Karolina Jones (49) has two pensions. One is worth £50,000 and is an auto-enrolment scheme from her current job working for a legal aid charity. The other is worth £200,000 and came from a transfer out of a former employer’s defined benefit scheme in 2017.
Karolina had always preferred the idea of defined contributions pensions: even though she understood the value of defined benefit pensions, she’s always preferred the idea of having greater control over the funds and greater flexibility for accessing them. Despite this, she still probably wouldn’t have considered the transfer if she hadn’t heard from her former colleagues that her old employer was suddenly closing down and there were rumours that the pension scheme was in trouble.
Karolina was aware that defined benefit transfers were big news in 2017. She’d seen some of the high profile cases of defined benefit schemes going wrong, and started to feel like she’d stepped straight out of one of those stories. On the other hand, she’d also seen stories of people transferring out of schemes when it wasn’t in their best interests. One of her close friends, who Karolina knew to be very cautious and financially savvy, had lost a large portion of his pension savings after he was convinced to transfer to a new product and investment which turned out to be a scam. Given her conversations with her former colleagues Karolina was still convinced that transferring was the right decision, but she was equally determined to do her research and make things go as smoothly as possible.
Karolina’s research showed that she would be required to take financial advice before transferring, as her transfer value would be above £30,000. Karolina did not mind paying for the advice, and made sure that she researched a reputable FCA registered firm to work with. Karolina also researched pensions and decided where she would like to transfer: to a well-known firm with a low-cost product which seemed to meet her requirements.

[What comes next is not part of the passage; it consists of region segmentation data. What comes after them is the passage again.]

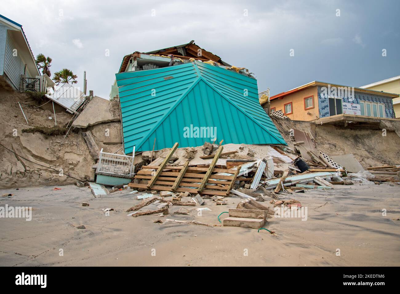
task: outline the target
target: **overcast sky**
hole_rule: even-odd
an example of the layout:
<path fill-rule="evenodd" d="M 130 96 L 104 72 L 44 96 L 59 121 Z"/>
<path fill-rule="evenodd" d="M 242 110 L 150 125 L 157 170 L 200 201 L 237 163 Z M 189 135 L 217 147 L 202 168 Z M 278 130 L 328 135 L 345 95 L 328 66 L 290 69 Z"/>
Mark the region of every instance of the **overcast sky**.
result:
<path fill-rule="evenodd" d="M 248 69 L 271 95 L 314 80 L 359 87 L 400 75 L 398 0 L 0 0 L 0 8 L 22 25 L 35 56 L 53 59 L 52 75 L 69 68 L 82 87 L 86 70 L 88 89 L 106 99 L 124 55 L 192 40 Z"/>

Karolina met with her chosen financial adviser, but after reviewing Karolina’s circumstances, the adviser confirmed that she could not recommend the transfer. Karolina understood the adviser’s reasons, but after considering the matter further she decided that she still wanted to transfer. She knew from her research that while she had to take advice before transferring, the advice didn’t have to result in a recommendation to transfer. However, she also knew that many providers wouldn’t accept a transfer without a recommendation. She checked with the provider she had selected and found that they would accept the transfer, so arranged for the funds to be moved.
Karolina had planned to research her investment options in her new pension and choose some appropriate investments. She knew that unlike her workplace pension, this product did not have default investments and her pension would be in cash until she made a decision. However, there was so much uncertainty about Brexit at the time that Karolina struggled to make a decision. Her father Harald’s health also began to decline, pushing the pension further down her list of priorities. Despite her best intentions at the beginning, Karolina’s pension has now been sitting in cash for two years.
Harald has recently gone into care, which has freed up some of Karolina’s time. She’s now taking a serious look at her pension again. She’s thought more about the types of investments she’d like, and has decided she’d like to explore a number of ethical investment funds. However, looking more closely at her chosen pension, Karolina realises that she won’t be able to access the range of investments she’s considering. Prompted by her family’s recent challenges sorting out the death benefits from her mother-in-law’s pension, she also looks more closely at her provider’s death benefits options and finds that it’s more restrictive than she’d thought.
While Karolina is still happy with her decision to transfer away from her defined benefit scheme, she realises that on closer inspection, the product she chose isn’t the best fit for her requirements. Now that she has some time to commit to organising her affairs, Karolina plans to consult a financial adviser again. She wants to discuss her planned investment choices, and explore possible products which will suit her retirement needs, and the needs of her beneficiaries when the time comes.